The strategy is taking a lot of time out and research the artist you are working with. It takes a lot of work to be able to win producer of the year at the Ghana Music Award back to back considering the number hits other producers churn out in one music year.

Take a look at all the artists who burned out at certain times in their career, I brought Asem back with “Bye Bye”, I re-introduced  Buk Bak to the Ghana Music scene with “Kolom”; I have a way of bringing them back, it’s a solid way of doing things that many don’t understand. God inspires us all and we also have our own plan on how to approach the music.

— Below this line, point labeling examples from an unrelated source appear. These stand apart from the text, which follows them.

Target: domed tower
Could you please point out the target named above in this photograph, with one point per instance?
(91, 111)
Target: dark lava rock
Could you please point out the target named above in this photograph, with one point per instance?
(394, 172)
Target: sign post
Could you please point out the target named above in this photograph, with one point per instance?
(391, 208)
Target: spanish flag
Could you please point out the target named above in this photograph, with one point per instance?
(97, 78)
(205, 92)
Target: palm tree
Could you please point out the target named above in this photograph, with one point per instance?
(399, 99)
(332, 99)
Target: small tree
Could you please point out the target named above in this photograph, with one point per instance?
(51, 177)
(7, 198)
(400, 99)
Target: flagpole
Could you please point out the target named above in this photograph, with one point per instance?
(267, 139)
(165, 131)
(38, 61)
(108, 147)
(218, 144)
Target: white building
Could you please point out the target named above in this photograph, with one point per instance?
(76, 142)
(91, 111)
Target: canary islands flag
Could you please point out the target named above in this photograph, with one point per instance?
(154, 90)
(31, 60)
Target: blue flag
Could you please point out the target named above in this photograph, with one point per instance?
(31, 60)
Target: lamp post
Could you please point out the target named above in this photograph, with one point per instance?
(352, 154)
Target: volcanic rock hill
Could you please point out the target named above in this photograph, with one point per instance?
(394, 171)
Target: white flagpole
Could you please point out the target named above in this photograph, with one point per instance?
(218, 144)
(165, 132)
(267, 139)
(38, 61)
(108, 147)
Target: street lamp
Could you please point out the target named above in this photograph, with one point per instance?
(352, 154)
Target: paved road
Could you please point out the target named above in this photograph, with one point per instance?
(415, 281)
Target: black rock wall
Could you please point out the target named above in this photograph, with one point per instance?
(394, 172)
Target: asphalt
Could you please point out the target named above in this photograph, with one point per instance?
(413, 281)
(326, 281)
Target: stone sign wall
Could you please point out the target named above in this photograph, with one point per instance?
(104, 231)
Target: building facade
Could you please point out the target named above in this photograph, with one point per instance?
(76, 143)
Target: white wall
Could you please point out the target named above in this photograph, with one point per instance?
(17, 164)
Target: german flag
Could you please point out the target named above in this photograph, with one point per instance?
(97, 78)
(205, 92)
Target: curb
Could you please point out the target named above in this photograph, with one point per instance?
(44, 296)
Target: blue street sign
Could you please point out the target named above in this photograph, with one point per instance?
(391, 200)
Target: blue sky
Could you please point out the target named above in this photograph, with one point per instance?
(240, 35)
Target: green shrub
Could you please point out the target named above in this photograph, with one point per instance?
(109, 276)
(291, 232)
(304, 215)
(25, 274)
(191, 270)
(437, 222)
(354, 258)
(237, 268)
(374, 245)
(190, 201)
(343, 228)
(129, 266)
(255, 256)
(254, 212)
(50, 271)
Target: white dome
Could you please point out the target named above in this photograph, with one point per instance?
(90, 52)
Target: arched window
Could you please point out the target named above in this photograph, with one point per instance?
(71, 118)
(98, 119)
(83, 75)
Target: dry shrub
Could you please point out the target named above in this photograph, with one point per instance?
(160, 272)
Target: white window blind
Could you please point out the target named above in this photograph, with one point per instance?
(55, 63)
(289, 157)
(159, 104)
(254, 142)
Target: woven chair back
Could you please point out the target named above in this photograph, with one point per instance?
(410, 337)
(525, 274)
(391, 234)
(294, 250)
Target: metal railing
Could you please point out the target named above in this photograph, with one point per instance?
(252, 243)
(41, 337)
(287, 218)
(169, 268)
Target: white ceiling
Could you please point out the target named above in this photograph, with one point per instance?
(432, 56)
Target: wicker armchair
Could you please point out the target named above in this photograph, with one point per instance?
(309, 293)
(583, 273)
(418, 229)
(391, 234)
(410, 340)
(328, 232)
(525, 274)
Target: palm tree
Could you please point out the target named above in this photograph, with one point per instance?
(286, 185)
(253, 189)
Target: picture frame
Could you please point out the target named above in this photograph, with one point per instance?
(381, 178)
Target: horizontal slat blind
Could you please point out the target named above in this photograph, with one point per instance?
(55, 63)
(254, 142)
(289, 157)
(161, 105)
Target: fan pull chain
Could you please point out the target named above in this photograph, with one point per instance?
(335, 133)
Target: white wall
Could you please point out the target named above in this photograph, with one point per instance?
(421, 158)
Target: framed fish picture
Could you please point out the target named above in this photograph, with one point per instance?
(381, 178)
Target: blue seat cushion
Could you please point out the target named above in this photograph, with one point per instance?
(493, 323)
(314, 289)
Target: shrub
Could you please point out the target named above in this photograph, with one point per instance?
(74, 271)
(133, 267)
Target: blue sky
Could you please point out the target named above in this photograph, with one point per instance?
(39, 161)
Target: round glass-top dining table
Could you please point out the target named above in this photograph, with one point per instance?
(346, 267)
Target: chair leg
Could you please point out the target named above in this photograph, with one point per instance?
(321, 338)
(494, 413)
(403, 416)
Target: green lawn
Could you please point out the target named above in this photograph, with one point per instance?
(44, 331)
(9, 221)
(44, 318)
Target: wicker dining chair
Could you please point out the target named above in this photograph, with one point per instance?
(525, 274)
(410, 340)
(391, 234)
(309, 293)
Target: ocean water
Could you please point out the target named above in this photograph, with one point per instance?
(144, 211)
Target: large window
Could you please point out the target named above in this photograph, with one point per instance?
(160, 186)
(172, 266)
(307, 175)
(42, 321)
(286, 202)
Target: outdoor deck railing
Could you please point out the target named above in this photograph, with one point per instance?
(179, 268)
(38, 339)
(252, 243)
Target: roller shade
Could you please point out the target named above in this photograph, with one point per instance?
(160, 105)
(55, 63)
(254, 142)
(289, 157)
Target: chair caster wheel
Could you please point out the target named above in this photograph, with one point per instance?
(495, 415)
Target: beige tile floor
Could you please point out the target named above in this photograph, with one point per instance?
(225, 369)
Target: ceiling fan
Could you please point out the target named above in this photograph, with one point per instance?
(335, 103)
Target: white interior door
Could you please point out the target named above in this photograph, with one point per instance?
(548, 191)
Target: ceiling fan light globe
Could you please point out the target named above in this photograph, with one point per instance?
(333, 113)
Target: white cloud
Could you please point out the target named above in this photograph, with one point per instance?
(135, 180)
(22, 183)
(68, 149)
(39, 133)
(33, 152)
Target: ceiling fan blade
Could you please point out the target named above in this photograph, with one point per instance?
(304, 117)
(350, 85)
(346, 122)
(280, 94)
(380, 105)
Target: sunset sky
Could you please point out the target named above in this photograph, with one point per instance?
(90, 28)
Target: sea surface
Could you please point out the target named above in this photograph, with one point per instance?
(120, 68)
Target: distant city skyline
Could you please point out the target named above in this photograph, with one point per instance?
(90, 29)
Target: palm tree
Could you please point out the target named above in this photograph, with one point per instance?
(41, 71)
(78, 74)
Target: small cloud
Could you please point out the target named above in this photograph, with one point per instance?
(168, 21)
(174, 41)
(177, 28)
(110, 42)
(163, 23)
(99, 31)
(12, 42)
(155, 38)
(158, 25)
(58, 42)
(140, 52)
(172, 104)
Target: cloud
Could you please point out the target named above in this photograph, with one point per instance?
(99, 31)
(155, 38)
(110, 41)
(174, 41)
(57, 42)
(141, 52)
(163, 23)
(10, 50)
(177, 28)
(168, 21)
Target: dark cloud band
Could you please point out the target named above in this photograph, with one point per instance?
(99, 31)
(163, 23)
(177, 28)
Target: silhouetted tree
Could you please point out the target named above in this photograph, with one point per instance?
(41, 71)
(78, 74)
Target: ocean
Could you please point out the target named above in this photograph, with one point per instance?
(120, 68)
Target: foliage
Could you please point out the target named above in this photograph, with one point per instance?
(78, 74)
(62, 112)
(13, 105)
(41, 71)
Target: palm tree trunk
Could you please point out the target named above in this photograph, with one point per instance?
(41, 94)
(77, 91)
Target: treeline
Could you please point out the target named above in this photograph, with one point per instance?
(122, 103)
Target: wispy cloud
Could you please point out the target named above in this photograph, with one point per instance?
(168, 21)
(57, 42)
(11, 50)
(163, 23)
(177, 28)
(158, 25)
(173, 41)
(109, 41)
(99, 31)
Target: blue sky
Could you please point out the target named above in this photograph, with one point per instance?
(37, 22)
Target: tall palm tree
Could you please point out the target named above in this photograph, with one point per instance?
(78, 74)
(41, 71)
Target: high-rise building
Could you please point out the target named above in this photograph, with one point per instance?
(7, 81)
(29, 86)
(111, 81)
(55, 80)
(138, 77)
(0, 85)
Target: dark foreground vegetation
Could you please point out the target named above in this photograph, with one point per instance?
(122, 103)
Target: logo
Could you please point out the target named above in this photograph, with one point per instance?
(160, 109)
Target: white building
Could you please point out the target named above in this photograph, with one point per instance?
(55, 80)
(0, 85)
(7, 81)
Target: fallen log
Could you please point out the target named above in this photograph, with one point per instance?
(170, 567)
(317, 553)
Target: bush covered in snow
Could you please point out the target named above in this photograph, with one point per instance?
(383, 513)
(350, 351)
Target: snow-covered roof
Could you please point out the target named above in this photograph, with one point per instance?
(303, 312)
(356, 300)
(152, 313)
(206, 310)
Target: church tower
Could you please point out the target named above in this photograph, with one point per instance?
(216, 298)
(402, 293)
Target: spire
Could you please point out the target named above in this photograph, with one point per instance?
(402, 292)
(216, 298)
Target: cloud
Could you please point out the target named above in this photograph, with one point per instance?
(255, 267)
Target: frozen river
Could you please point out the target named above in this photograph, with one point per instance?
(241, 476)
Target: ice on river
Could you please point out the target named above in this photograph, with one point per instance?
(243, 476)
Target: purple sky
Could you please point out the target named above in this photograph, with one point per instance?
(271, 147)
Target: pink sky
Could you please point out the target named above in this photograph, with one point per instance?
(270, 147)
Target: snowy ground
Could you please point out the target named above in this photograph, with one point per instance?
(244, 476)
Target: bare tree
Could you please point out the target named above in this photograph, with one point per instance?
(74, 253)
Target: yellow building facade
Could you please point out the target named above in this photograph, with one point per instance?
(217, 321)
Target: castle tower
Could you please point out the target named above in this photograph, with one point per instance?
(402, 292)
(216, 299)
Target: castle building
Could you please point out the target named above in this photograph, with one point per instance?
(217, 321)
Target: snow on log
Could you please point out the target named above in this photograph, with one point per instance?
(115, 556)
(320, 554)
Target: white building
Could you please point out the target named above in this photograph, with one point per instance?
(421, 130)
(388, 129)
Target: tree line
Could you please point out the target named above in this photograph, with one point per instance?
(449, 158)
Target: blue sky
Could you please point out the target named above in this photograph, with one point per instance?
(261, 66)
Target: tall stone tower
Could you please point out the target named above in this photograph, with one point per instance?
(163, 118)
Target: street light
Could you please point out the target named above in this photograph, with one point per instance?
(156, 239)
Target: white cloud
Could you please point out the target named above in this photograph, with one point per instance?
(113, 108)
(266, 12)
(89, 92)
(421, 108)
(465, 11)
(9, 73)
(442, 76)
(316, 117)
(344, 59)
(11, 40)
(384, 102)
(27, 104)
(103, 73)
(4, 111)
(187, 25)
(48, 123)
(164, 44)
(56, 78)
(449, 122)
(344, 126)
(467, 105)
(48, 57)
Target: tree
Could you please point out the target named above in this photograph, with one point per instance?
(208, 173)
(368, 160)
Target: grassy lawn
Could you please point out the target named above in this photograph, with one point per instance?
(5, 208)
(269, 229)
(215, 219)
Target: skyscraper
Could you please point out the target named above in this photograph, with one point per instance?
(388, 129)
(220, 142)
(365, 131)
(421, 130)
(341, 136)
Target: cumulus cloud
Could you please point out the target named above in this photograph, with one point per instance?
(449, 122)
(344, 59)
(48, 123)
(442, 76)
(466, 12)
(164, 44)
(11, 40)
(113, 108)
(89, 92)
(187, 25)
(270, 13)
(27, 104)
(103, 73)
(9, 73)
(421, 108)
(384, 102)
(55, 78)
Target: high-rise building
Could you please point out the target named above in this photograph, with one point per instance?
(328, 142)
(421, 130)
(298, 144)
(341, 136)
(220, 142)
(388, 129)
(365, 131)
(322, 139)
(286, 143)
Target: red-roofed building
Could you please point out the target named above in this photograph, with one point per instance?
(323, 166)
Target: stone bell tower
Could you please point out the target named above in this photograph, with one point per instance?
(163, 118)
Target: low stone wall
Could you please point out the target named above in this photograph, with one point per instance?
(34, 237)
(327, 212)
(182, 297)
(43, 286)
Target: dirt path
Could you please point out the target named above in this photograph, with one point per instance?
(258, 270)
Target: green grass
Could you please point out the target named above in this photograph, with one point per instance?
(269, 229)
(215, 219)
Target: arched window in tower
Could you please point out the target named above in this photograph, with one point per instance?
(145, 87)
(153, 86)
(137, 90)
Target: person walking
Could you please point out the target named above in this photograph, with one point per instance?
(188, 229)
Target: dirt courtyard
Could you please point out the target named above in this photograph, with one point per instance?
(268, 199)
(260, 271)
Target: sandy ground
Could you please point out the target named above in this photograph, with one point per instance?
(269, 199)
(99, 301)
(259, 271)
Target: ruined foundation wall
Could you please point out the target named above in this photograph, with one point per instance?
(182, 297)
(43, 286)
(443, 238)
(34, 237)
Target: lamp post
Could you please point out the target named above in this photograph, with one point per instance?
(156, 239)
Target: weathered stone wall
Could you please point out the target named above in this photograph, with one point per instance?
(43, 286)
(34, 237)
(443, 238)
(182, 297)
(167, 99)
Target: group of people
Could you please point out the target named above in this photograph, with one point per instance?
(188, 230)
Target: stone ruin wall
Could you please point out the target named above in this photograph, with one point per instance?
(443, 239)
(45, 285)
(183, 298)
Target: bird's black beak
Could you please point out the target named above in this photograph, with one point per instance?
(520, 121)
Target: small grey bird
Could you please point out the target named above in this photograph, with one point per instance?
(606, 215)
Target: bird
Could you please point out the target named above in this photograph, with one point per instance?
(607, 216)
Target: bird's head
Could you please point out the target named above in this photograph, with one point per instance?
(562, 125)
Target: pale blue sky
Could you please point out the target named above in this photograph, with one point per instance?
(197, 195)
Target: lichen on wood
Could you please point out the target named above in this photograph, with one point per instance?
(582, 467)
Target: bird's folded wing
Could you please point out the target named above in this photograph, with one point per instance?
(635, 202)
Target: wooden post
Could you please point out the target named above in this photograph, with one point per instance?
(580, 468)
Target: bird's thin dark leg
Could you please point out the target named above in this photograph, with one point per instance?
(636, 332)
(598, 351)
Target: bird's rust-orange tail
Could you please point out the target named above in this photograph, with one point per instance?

I have a plan for every artist who walks in to record a song, it’s not a one size fits all approach production, you don’t just take an artist who has been cold for a while and introduce them to the trending music hoping they are going to blow because it’s the order of the day, you have to consider their past works, their abilities vocally, and I look at the present condition you the artist find yourself in and the music trending and we create a piece of work that will cut through all the noise.

Who makes a record, a hit. Artist, producer or the consuming public?

The listeners enjoy what you have done as a producer, it starts from the producer, a very good producer is not just responsible for the beats, a very good producer cares about how vocal takes are, how the songs should be mixed and all that. A producer is responsible for almost half of the hit making process because the final work the listeners hear, it the final output of the producer and if they really like and appreciate that piece of work that much, then the producer has done something right.

As someone who has worked artists who have made hits before, you should know how to sustain one’s market share. How can that be achieved flawlessly?

I tell every artist I work with at some point; you can never be on top forever. The industry doesn’t work that way. Once you hit the top, find ways of sustaining it and look ahead. Don’t think you have arrived when you get to the top off the ladder, check history; history has a huge story to tell. People made hits, smash hits and we thought they were never going to go away. Years down the line, they start struggling for attention. When you are a hit now, you need to find strategies of sustaining it.

Artists are not consistent in putting out hits like producers because I for instance have to put a strategy down to attack every piece of music I create, you don’t have to make it seem like it’s a drill, you have to have an approach for every song you want to make, but you realize that an artist makes a big song, and all of a sudden everyone is making songs that sound like that hit song. And the same artist is also caught in the same cloud that if he makes another record that sounds like that, he is going to be hot.

An artist should not rest on that one sound that worked for him. But whiles you are dabbing your hands in many genres as possible, make sure your brand is not diluted, that point where people don’t know what category to put you into. If you are a hiplife artist and you choose to do a hilife record, let people still feel your hiplife brand in the sound somewhere.

What’s makes a great album?

Good quality songs, makes great quality albums, if I listen to an album and I realize the sound quality is bad, song is not trendy, lyrics weak, obviously then it’s not a good album. Albums should speak to people’s heart, it should inspire us. I mastered Sakodie’s album and I love it, it talks to you.

It’s just like building a photo album, you don’t put the same kind of pictures in album, and there are pictures of you and others at different times and places. Every other picture has a background story. The album should come with variety.

Some more plans?

My record label is running full scale now, and I am working on Levelle London and Capricorn now. Levelle London is breaking grounds in the UK and has even opened shows for Omarion and a couple of artists and Capricorn is a French rapper who has a strong grip on the Twi language. Ghana music is growing and we shouldn’t kill it with our selfish interest, we should also realize the only time we will be respected is when we focus on quality and not quantity.